ПРОДОЛЖЕНИЕ КИНОСЦЕНАРИЯ
– Я говорила тебе, что ты очень нежный?
– Да, спасибо.
– Это тебе спасибо. Я тоже хотела бы быть такой.
– Через много веков будет жить поэт. Отважный. Чистый. Грустный. Одинокий. Он будет любить женщину, похожую на тебя. И напишет ей, печально сожалея: «Ты слишком долго вдыхала тяжёлый туман, ты не хочешь верить во что-нибудь, кроме дождя».
– Да, это так. Но ты всё придумал.
– И придумал правду.
– Слушай, мне кажется, что это наша последняя ночь в такой тишине и покое…
– Я полюбил тишину, Агни.
– Я тоже хотела бы полюбить.
Долгая, долгая пауза. В кадре – только их руки – одна в другой, без движения. Тихо – орган, но не Бах, а кто-нибудь из прибалтов, например, Алфред Калнынь. Шёпот.
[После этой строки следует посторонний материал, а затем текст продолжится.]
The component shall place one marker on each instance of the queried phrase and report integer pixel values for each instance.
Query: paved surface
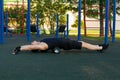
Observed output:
(69, 65)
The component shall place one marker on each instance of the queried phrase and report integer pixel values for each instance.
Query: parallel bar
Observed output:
(79, 20)
(28, 23)
(1, 22)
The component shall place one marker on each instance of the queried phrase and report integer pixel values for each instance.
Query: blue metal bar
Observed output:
(37, 28)
(57, 23)
(114, 21)
(79, 20)
(28, 23)
(1, 22)
(6, 24)
(106, 22)
(67, 26)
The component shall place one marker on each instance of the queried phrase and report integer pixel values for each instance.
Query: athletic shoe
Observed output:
(16, 50)
(104, 47)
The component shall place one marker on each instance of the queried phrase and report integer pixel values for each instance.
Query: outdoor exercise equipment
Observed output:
(1, 22)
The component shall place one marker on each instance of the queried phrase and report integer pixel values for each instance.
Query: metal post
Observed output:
(37, 28)
(106, 22)
(1, 22)
(28, 23)
(67, 26)
(114, 21)
(6, 24)
(57, 22)
(79, 20)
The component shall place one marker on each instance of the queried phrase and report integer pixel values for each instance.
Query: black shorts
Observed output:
(62, 43)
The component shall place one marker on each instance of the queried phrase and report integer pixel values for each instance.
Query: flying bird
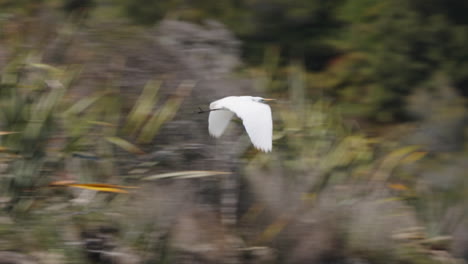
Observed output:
(255, 115)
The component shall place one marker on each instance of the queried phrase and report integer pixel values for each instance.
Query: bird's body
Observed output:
(255, 115)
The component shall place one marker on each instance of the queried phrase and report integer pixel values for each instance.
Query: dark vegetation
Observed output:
(103, 158)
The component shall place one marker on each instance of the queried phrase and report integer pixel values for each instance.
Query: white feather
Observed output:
(256, 117)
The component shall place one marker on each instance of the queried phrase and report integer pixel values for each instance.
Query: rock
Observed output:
(437, 243)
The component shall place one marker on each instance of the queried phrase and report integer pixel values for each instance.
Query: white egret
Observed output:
(255, 115)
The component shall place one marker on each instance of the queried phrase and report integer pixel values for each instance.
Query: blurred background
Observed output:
(104, 158)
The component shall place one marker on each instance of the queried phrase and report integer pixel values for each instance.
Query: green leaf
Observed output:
(122, 143)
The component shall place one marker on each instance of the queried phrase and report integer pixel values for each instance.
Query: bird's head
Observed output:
(262, 100)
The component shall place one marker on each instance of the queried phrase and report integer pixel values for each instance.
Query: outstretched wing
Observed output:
(257, 121)
(218, 122)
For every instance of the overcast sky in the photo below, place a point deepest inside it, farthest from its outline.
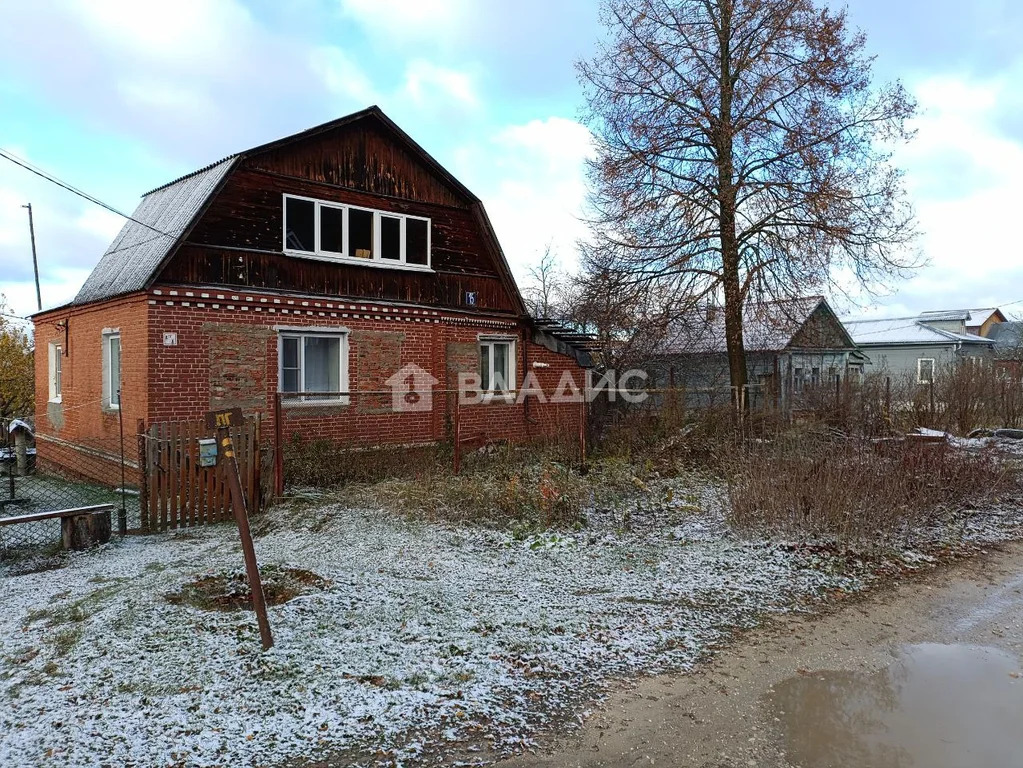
(119, 96)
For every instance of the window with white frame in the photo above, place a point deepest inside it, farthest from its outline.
(311, 363)
(496, 364)
(56, 368)
(797, 379)
(359, 235)
(112, 369)
(925, 370)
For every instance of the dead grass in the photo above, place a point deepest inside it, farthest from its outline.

– Не хочу говорить о делах.
– Не будем, милая.
– Я их ненавижу.
– Я тоже.
– Я умею ненавидеть. Я очень хорошо умею ненавидеть.
– Но от них не уйти.
– Поэтому я ненавижу их ещё больше.
Лица. Свет красноватый, слабый, колеблющийся. Глаза их закрыты. Снова орган – очень тихо, несколько тактов. Следующий кадр – мрачный, тёмный лес вокруг шатра. Камера панорамирует. Снова их лица. Тишина.
(ПЕРЕРЫВ КИНОСЦЕНАРИЯ)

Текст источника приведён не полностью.